Seminar: Neural Networks

Seminar Supervisor

Prof. Dr. Evgeny Spodarev

Seminar Advisor

Albert Rapp, M. Sc.

Date and Place

Depending on the number and preferences of the participants we will meet weekly or in blocks.  
Place: TBA.


The level of difficulty in this seminar is varying between the different topics. The audience is at least supposed to be familiar with basic probability, statistics, basic analysis and measure theory. We ensure the participants that most of the 'beyond' knowledge will be learned during the seminar.

Intended Audience

Bachelor and Master students in any mathematical programme of studies. 


The first three talks will be about classical statistical learning techniques and not immediately connected to neural networks (NN). This is perhaps somewhat surprising but we believe that it is important to make sure that every student understands general concepts before we move on to highly specialized NN. After all, there are just one out of many statistical learning methods. Therefore, the first three talks are intended to introduce concepts such as overfitting, loss functions, crossvalidation, etc. Be it NN or random forests or basic linear regression, these concepts are important in any kind of statistical learning setting. Also, we will cover stochastic gradient descent which is an important technique not only for NN.

To make things feel less abstract, the concepts will be explained through the lense of (generalized) linear models and random forests. While these models are, of course, not as glamorous as NN, they are better understood than NNs such that we can focus on learning these concepts in “mathematically safer” setting.

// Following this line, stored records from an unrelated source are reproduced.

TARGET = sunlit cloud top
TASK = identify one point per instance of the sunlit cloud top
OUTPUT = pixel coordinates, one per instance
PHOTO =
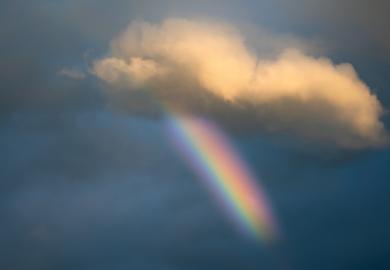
(287, 93)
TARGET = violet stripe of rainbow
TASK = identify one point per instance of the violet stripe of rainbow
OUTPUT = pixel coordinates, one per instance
(213, 158)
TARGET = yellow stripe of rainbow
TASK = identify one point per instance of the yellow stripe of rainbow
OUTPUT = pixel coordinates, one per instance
(211, 155)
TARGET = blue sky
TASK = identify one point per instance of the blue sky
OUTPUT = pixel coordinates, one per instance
(88, 184)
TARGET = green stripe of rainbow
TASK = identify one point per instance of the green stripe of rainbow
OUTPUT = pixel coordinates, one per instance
(211, 155)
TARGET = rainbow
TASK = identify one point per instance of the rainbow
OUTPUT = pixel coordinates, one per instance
(213, 158)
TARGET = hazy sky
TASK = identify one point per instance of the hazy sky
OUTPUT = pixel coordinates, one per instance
(89, 179)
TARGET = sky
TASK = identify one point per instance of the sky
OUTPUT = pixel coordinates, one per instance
(90, 178)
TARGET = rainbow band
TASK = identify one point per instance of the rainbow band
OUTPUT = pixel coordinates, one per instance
(210, 154)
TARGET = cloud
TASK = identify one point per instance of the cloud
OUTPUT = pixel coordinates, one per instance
(72, 73)
(291, 92)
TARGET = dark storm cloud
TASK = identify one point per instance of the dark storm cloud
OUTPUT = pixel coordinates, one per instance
(355, 25)
(85, 188)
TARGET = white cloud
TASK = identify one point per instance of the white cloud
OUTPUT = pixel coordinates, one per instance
(72, 73)
(291, 92)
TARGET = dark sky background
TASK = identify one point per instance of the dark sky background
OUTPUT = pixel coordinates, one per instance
(85, 186)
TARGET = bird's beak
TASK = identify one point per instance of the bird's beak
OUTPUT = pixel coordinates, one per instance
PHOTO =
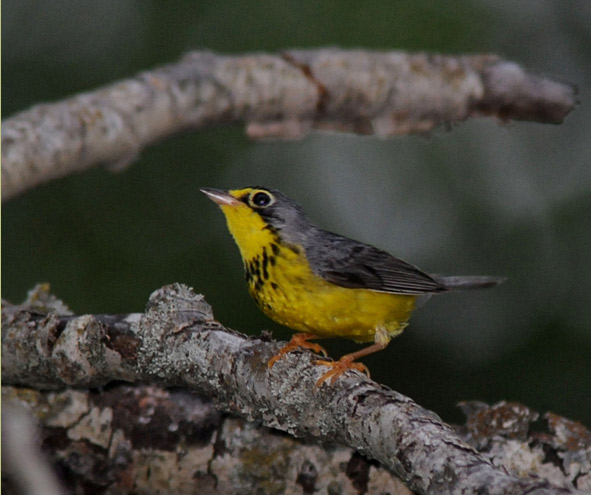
(220, 197)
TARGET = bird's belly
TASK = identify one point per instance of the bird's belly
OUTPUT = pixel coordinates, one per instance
(305, 302)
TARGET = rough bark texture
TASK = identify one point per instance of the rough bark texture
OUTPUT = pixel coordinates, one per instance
(178, 343)
(282, 95)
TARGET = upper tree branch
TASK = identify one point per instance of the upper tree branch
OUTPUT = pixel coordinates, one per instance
(284, 95)
(177, 342)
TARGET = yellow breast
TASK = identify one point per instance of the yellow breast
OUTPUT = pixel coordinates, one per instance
(288, 291)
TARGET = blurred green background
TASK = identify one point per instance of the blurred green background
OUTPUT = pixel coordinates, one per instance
(483, 198)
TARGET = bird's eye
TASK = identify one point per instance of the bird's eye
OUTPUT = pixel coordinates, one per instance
(261, 199)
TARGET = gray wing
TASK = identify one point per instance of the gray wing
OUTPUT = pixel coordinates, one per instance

  • Talk 1: Machine Learning Terminology with Linear Regression (B)
  • Talk 2: Machine Learning Terminology with Random Forests (B/M)
  • Talk 3: Stochastic Gradient Descent for Generalized Linear Models (M)

The remaining talks of this course are closer to NNs. In fact, we begin this series of talks with the perhaps simplest NN, the so-called Perceptron. Then, the next talk considers shallow NNs. These are a natural extension from the Perceptron. Next, we take a look at the Kolmogorow-Arnold representation. While this is a somewhat old result, it has never really entered the NN literature because it was deemed useless for NNs. A somewhat recent paper questions this and we consider this exact paper in the sixth talk.

  • Talk 4: The Perceptron (B)
  • Talk 5: Shallow NN (B/M)
  • Talk 6: Kolmogorow-Arnold Representation Revisited (M)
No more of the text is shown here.